この仮定がどれくらい有効なのかという研究はチェス等で行われていると聞きますが、私は詳細を把握しておりません。もし機会があれば詳しく調べてみたいと思います。しかしながら、広く普及しているということは大雑把な枠組みとしては有効だと判断されているのだと思います。

最後に、実際にどのようにレートを推定したらよいのかを考えます。

現実には選手の数も対局数も理論的な理想には程遠く、本来必要となる量のごく一部(しかも酷く偏っているサンプルである可能性もある)しか存在しません。その標本から真面目に統計的に推定することはそれなりに大変であり、シンプルさというこの手法の趣旨に反してしまいます。荒っぽくていいので、もっと簡単で随時更新可能な実用的な手法が望まれます。
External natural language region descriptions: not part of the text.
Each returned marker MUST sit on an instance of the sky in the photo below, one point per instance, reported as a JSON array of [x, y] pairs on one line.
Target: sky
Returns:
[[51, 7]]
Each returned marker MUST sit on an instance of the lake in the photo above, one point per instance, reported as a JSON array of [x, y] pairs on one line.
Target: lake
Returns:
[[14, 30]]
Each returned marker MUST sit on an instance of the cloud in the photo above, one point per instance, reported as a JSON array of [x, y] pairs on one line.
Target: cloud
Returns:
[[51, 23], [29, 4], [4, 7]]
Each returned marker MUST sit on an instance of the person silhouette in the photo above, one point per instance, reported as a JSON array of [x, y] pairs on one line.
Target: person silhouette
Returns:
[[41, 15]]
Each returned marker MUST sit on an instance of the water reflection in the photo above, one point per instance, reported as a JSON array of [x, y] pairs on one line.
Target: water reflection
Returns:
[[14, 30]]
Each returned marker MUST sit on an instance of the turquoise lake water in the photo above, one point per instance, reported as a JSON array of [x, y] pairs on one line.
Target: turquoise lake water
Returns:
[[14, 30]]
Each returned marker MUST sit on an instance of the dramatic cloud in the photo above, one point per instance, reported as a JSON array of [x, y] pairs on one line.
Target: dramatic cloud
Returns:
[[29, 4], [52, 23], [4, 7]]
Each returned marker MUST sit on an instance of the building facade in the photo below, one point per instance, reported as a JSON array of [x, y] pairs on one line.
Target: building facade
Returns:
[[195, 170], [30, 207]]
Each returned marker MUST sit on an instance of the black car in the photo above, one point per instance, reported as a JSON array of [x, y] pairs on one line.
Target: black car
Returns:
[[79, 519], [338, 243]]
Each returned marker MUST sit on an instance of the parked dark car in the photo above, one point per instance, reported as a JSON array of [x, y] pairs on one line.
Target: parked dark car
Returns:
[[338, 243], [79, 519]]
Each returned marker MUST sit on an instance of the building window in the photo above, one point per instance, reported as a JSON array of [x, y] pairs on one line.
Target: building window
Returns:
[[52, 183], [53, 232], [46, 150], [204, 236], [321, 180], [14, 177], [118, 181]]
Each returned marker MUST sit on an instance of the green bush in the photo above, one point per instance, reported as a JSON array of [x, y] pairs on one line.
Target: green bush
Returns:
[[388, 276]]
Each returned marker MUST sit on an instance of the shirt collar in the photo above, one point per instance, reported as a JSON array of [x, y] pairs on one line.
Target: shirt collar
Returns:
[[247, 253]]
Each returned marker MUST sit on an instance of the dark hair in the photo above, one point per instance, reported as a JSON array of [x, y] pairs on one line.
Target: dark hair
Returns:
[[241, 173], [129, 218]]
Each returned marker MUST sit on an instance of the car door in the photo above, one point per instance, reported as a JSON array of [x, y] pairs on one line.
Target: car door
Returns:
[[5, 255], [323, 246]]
最も簡単な方法は対局ごとにレートの推定値を前進的に改良していくという方法です。対局前のレートを\[R_{\text{old}}\]とした時、対局の結果を受けて\[R_{\text{new}} = R_{\text{old}} + K (S - E)\]のようにレートを更新します。ここで、Sは勝ちの時は1、負けの時は0、引き分けの時は0.5です。Eは対局前のレートから上で記した計算式によって算出された勝率の推定値です。つまり、推定していた勝率よりも高い結果が出た時にはレートを上方修正し、逆の時には下方修正することで調整していこうということです。Kは正の定数で、調整する時の匙加減を決めます。Kが小さいとなかなか動かず、大きすぎるとガタガタに動いてしまいます。通常は16(もしくは32)が使われることが多いようです。この改良は必ずしも一局ごとに限らず、複数の対局をまとめて処理することも可能です。対局では必ず相手がいて、そちらのレートの方も同様に調整されますので、両方の改良分を合計すると相殺されて0になって、平均値は変わりません。

レートの初期値については最初の地点を平均の1500とします。この時、最初の頃のレート推定値は本来あるべき値から大きくずれている可能性があるわけですが、長く対局を続けていけば適正な値に落ち着くということを想定しています。

しかしながら、実際には対局数がさほど多くない状況で運用されることも多く、本当に初期値依存性が無視できるのかは検討してみる必要があります。また、状況によってはそもそも収束するのかという懸念も出てきます。この辺の問題については、機会があれば改めて論じてみたいと思います。

さらに、現実面での運用を考えると、ゲームの性質上、引き分けを0.5勝0.5敗、つまり互角と考えるのは本当に妥当であるのかもよく考えてみないといけないでしょう(稲庭問題等)。場合によっては引き分けをなかったことにしてレートの改良に用いないという運用の選択肢もありえます。元々、イロレーティングはチェス用に考案されたものですので、将棋向けに修正を検討するべき課題は他にもあるかもしれません。また、実際の棋士の場合には時間が経つとともに棋力が大きく変わったり、引退したりという時間依存の要素も出てきます。ソフトにしてもハードやバージョン、設定の変化等で同様の問題が発生します(例えば、floodgateの場合はその辺は個々の登録者の判断次第)。これらの現実的な対処も運用上、必要になってきます。

イロレーティングはシンプルに作られているため、実用的で頑強な仕組みになっています。その反動として、実際の運用においては人為的な自由度の介在する余地の大きいものになっています。運用の際には「棋力を測定する」という当初の目的を見失わないように柔軟に取り扱っていく必要があるでしょう。